Should round steak be cooked dry or moist? ›

It is a moderately tough cut of meat because it includes a lot of connective tissue and comes from a heavily exercised muscle. Lack of fat and marbling makes round dry out when cooked with dry-heat cooking methods like roasting or grilling, so this cut is best suited for slow cooking methods with gentle, moist heat.

What is the best cooking method for round meat? ›

Generally, a 1-inch thick round steak will take about 5 minutes per side for medium rare. You can also use slow cooking methods for round steak, like braising, oven roasting, or the slow cooker. This can take between 1.5 to 2.5 hours.

What is round steak best used for? ›

Round steak can be cooked in various ways, depending on your preference. It is often best when cooked using moist heat methods such as braising, stewing, or slow cooking since it is a more tough cut of meat. It is commonly used in recipes such as beef stew, pot roast, Swiss steak, and beef stir-fry.

What is another name for a round steak? ›

The round steak is also referred to as the rump, and that anatomical description is pretty self-explanatory. That large muscle works hard, so it's lean, without a lot of fat "marbled" throughout.

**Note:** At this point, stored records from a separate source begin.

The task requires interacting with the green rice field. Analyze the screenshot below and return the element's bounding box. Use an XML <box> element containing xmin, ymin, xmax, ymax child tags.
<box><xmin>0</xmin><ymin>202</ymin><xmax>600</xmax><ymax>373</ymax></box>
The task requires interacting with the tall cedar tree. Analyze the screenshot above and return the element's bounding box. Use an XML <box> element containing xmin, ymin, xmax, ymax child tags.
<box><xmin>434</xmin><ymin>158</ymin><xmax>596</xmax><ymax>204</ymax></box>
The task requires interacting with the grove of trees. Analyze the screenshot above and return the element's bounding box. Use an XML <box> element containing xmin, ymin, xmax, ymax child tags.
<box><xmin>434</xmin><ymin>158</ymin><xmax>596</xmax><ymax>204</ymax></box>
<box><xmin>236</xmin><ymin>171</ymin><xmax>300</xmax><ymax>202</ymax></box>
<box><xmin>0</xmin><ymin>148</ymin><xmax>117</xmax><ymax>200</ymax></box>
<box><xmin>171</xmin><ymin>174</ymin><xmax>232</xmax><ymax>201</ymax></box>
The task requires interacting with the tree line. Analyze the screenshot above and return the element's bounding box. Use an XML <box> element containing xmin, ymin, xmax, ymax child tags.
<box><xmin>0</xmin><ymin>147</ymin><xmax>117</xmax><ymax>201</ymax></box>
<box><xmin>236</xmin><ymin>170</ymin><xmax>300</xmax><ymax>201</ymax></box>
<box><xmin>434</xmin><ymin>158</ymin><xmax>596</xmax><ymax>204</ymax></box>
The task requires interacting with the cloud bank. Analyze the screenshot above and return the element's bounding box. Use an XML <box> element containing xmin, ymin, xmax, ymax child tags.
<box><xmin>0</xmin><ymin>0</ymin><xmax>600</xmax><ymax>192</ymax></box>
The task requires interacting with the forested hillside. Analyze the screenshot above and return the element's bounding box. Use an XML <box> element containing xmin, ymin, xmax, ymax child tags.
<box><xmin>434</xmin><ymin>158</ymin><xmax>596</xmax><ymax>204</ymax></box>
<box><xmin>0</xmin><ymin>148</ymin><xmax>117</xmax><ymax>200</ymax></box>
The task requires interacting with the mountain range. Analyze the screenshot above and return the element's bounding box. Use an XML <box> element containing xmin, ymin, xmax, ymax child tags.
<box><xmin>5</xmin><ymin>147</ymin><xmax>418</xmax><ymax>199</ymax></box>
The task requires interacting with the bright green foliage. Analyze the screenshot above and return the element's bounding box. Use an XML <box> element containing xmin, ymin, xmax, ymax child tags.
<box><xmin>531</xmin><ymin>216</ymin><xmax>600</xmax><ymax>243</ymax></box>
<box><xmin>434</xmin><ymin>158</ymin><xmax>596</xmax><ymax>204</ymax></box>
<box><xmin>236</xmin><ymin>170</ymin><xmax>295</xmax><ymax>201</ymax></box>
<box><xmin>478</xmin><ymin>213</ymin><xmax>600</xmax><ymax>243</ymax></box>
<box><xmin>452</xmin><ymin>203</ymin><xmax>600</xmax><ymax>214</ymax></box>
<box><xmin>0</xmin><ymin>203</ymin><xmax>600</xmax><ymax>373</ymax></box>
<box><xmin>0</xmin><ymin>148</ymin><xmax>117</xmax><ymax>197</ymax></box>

The entire round is very large, weighing up to 150 pounds, with the bone-in.

Which is better, sirloin or round steak? ›

The top round is on one of the six major sections in which round cuts can be divided. Its lies in the inside of the leg and is more tender than the sirloin tip, bottom round, and eye of the round. Sirloin is defined as a cut of beef that lies between the very tender short loin and the much tougher round.

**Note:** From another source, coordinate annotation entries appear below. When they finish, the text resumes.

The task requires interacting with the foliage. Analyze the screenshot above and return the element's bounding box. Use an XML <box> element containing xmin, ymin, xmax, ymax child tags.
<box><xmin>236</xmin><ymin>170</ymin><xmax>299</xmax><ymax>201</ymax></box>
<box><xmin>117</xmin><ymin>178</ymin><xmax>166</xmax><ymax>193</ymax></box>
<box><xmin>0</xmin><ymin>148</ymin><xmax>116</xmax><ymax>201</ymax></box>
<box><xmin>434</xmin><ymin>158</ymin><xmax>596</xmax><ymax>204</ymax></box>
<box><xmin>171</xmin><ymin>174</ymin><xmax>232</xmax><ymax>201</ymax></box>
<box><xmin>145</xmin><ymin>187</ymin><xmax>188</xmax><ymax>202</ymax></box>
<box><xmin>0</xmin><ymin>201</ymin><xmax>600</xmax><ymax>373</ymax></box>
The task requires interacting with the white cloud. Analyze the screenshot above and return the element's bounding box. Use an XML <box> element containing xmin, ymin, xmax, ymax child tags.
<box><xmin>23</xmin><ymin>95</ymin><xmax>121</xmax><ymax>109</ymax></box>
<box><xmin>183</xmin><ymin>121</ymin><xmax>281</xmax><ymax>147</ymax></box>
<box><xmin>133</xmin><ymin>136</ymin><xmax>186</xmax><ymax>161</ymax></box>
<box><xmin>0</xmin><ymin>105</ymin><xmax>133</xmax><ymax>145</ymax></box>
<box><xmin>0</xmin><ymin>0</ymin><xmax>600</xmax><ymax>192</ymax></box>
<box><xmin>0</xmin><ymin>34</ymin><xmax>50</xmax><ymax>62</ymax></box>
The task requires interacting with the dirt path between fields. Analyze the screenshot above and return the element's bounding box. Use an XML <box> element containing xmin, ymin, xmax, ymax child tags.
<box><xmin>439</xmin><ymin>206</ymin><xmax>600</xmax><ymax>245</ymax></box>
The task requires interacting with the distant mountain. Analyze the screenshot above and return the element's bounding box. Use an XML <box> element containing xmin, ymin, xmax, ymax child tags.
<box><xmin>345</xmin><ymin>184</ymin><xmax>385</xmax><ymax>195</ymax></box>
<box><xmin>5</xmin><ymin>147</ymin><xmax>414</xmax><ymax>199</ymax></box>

Do you cook round steak fast or slow? ›

Like Beef Shank, Round Steak cuts are most tender when cooked with moisture, so methods such as slow cooking or braising are usually preferable (more on that in the cooking tips below).

How do you tenderize round steak with salt? ›

Place the meat on the bed and completely cover it with kosher or coarse sea salt. You can rub it in or just let it sit for approximately **15 minutes (or up to 45 minutes for thicker cuts). The salt breaks down the muscle fibers and connective tissue to maximize the tenderness and texture of the steak.

Does baking soda tenderize round steak? ›

Velveting is a simple process of using baking soda or a mixture of egg whites, cornstarch and oil to marinate and tenderize economical cuts of steak, chicken and other meats before cooking. Velveting meat softens fibers to reduce toughness and enhance juiciness for maximum flavor and tenderness.